Даррель досадливо пожал плечами.
— Спорно, раз умудрилась допустить твоё появление на нашем пороге. И вряд ли что-то сможет меня переубедить. Она не понаслышке знала, что тут за место. Ребёнок во власти демона — это отклонение даже по нашим нормам. Даже для Сатис — это перебор.
— Сегодня мне исполнилось семнадцать. Вернее, уже вчера. И ты, кстати, выглядишь ненамного старше. Знаешь, довольно странно смотреть на парня двадцати с небольшим лет и осознавать, что на самом деле он родился ещё в позапрошлом веке.
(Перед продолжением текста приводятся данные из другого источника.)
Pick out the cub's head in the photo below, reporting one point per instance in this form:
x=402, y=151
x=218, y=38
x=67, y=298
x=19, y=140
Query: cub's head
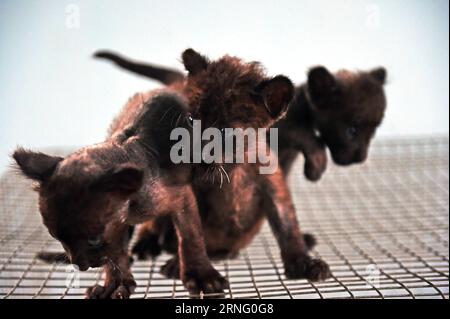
x=228, y=93
x=347, y=108
x=79, y=198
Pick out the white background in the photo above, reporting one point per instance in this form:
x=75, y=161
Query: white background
x=53, y=93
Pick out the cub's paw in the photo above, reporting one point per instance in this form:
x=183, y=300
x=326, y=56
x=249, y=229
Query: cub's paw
x=206, y=280
x=315, y=165
x=307, y=268
x=310, y=241
x=146, y=247
x=120, y=289
x=171, y=269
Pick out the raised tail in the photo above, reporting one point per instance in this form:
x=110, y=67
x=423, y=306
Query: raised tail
x=162, y=74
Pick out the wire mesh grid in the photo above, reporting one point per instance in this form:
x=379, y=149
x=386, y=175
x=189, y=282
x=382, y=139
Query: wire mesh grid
x=381, y=226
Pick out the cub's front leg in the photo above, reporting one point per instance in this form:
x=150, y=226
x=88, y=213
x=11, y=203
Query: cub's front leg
x=196, y=271
x=119, y=282
x=283, y=222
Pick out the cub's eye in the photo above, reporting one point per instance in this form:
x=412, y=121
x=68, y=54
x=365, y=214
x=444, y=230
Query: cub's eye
x=350, y=132
x=95, y=242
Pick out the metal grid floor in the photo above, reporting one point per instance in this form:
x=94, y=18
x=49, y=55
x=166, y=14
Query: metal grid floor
x=383, y=227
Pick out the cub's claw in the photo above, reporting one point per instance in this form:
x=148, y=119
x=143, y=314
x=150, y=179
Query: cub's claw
x=209, y=281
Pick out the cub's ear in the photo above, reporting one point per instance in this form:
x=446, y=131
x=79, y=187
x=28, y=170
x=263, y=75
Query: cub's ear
x=321, y=81
x=379, y=74
x=124, y=180
x=37, y=166
x=276, y=93
x=194, y=62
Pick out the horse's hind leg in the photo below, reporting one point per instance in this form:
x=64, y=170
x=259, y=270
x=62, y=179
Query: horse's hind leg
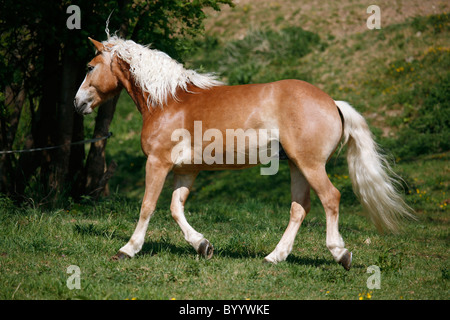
x=182, y=185
x=330, y=197
x=299, y=208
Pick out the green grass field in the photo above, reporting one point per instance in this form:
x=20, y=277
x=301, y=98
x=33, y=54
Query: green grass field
x=397, y=76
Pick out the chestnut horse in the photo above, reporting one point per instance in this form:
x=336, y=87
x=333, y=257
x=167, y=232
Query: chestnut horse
x=309, y=123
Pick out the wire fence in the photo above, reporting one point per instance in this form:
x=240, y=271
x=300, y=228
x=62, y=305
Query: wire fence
x=56, y=147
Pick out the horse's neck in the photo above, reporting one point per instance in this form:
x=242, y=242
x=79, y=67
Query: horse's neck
x=139, y=97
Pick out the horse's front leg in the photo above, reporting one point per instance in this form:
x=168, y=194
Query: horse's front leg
x=182, y=185
x=155, y=175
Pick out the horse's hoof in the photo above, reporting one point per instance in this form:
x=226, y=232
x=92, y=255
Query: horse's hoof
x=120, y=256
x=205, y=249
x=346, y=260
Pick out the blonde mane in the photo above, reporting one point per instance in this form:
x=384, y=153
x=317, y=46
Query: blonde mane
x=155, y=72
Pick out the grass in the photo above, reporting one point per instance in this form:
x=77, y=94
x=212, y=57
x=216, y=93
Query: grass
x=397, y=76
x=38, y=246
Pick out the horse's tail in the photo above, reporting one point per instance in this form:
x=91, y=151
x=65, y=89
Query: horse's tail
x=373, y=180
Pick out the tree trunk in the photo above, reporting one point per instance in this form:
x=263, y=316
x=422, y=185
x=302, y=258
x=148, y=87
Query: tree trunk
x=69, y=86
x=9, y=121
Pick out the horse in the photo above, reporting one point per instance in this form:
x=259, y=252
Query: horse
x=309, y=124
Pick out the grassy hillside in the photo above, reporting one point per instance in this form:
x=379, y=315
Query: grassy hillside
x=397, y=76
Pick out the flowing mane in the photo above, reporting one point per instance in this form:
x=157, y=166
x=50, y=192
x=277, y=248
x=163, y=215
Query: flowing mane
x=155, y=72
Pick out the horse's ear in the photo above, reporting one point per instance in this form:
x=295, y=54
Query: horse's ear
x=98, y=45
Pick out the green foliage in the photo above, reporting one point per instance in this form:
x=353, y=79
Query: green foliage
x=261, y=56
x=426, y=116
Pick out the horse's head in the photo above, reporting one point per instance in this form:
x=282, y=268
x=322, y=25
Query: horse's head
x=100, y=83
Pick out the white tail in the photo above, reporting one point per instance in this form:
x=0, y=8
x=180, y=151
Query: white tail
x=373, y=180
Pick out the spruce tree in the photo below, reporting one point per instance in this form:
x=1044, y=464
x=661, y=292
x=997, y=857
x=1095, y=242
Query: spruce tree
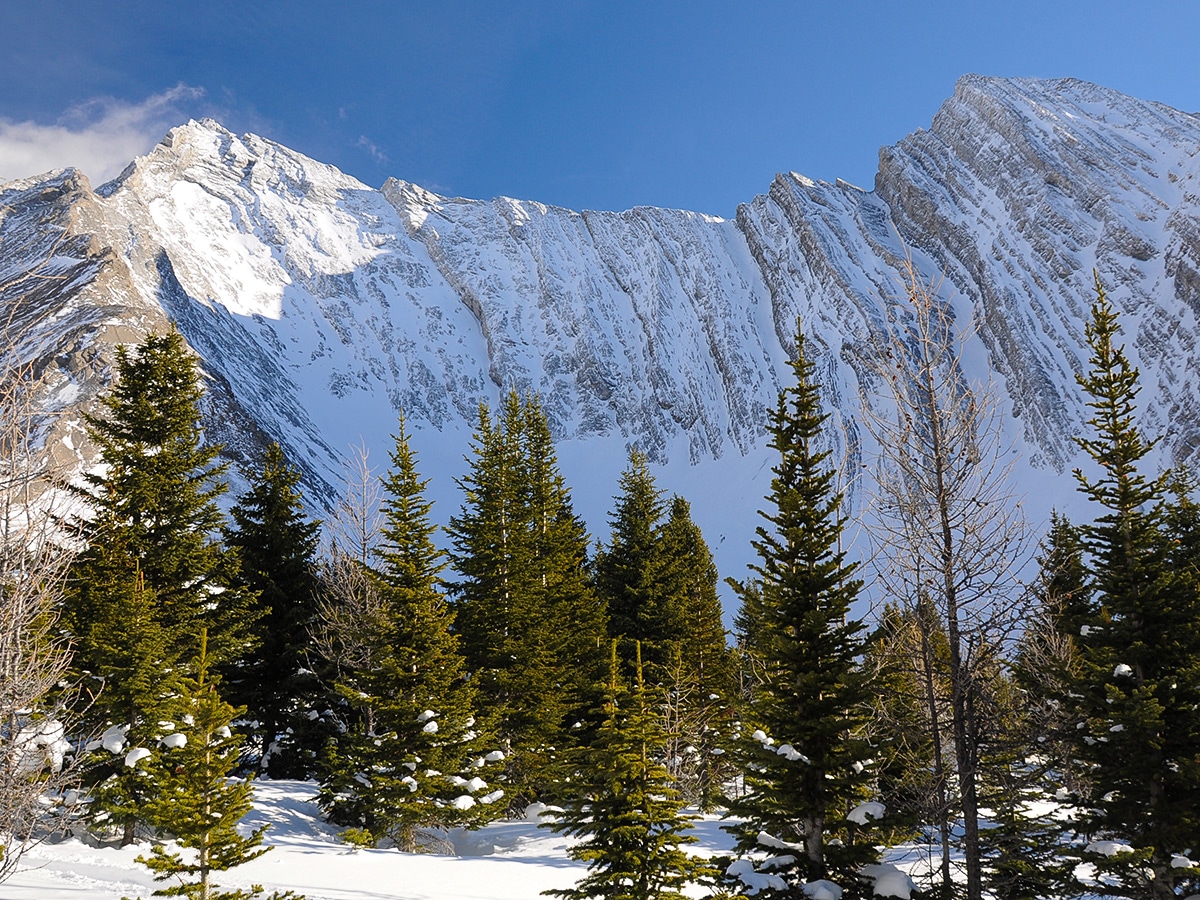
x=157, y=495
x=531, y=625
x=807, y=763
x=277, y=547
x=630, y=570
x=625, y=809
x=154, y=574
x=195, y=801
x=1139, y=687
x=414, y=765
x=700, y=675
x=130, y=683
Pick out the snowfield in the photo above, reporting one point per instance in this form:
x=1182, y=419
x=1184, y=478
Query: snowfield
x=505, y=861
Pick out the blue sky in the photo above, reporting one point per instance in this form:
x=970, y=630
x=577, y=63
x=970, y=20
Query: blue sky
x=582, y=103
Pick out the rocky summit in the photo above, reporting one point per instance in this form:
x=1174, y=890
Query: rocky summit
x=322, y=307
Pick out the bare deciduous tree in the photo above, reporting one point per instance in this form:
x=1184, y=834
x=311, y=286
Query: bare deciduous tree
x=352, y=616
x=948, y=531
x=36, y=763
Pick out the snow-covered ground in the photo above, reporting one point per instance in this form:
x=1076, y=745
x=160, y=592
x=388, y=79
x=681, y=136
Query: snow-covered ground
x=505, y=861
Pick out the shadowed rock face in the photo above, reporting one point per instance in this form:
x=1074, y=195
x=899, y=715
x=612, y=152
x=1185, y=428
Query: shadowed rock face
x=321, y=306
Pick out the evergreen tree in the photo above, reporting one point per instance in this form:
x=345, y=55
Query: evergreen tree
x=906, y=659
x=805, y=766
x=1139, y=688
x=277, y=547
x=700, y=675
x=531, y=625
x=132, y=682
x=195, y=801
x=412, y=765
x=153, y=574
x=625, y=810
x=156, y=496
x=630, y=573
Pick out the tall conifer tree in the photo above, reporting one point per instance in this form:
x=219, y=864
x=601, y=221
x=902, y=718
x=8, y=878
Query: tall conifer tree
x=413, y=766
x=277, y=546
x=1140, y=655
x=157, y=496
x=625, y=809
x=154, y=574
x=805, y=763
x=532, y=629
x=631, y=569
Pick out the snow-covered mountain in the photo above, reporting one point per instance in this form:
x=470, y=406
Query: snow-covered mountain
x=322, y=307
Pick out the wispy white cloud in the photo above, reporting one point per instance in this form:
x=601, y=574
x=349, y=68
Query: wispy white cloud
x=372, y=148
x=100, y=137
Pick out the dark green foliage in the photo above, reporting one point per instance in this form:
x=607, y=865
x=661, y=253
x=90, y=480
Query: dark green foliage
x=132, y=682
x=1139, y=685
x=153, y=575
x=157, y=497
x=659, y=582
x=805, y=766
x=630, y=573
x=532, y=629
x=700, y=676
x=624, y=808
x=277, y=547
x=409, y=762
x=906, y=657
x=193, y=798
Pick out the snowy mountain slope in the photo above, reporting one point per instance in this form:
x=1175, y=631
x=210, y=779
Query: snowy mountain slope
x=322, y=307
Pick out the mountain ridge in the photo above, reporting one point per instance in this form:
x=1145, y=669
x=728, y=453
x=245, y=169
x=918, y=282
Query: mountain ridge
x=321, y=306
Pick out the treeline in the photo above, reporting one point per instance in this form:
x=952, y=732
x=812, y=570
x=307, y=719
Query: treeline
x=1027, y=741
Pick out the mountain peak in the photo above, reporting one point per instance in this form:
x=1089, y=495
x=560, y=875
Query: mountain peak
x=322, y=307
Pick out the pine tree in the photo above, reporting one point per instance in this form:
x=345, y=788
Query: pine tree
x=153, y=574
x=700, y=675
x=1140, y=657
x=277, y=547
x=412, y=766
x=529, y=623
x=630, y=570
x=157, y=495
x=193, y=798
x=133, y=679
x=805, y=766
x=625, y=809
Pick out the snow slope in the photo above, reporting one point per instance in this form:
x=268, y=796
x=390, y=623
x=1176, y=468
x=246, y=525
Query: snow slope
x=322, y=307
x=505, y=861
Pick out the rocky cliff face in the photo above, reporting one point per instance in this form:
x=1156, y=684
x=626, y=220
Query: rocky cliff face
x=321, y=307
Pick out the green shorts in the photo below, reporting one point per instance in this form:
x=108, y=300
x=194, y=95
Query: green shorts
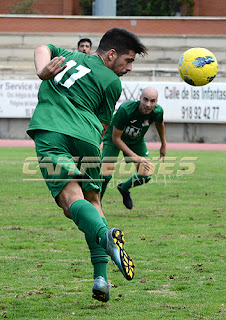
x=62, y=158
x=110, y=150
Даррель постепенно приходил в себе, ему даже удалось слегка усмехнуться.
— Я родился в Египте 135 лет назад. Даррель Уоллер из Александрии. Мог бы последовать по стопам родителей и стать первоклассным контрабандистом, но судьба сложилась иначе… И у меня есть дочь, о существовании которой до сегодняшнего дня я не имел никакого понятия. С ума сойти, да?
Тёмная кухня встречала их тишиной и привычным фиолетовым светом. За окном стоял густой туман. Шемс решила, что, наверно, таким образом Тихик усиливает защиту, отрубая все лишние порталы.
Добытая из шкафчика упаковка чая Пуэр и две красивые кружки неожиданно добавили уюта и теплоты в характер всего помещения.
— А я выросла в небольшом металлургическом городке. Вернее, это раньше он был металлургическим, а сейчас просто провинциальный город с полусотней тысяч жителей, пылью, неопрятными окраинами и пустым зданием бывшего завода, откуда охотники за металлом и прочим добром давным-давно растащили всё, что по силам. Единственным источником радости в этом унылом месте для меня были тренировки в спортивной секции и наши с мамой регулярные загородные прогулки.
— Мне… мне так жаль. При нашем безумном образе жизни внезапно открывшиеся обстоятельства заставляют чувствовать себя ужасно глупо, ведь я абсолютно ничего о тебе не знаю, какой была твоя жизнь. Я всё пропустил.
— Ну так вот же я, здесь. Сама могу рассказать, если тебе интересно.
Тепло от чая расплывалось по телу, по душе, побуждая к откровенности. Оказалось, так легко, так приятно, когда тебя слушают, просто говорить, выпуская всё скопившееся напряжение.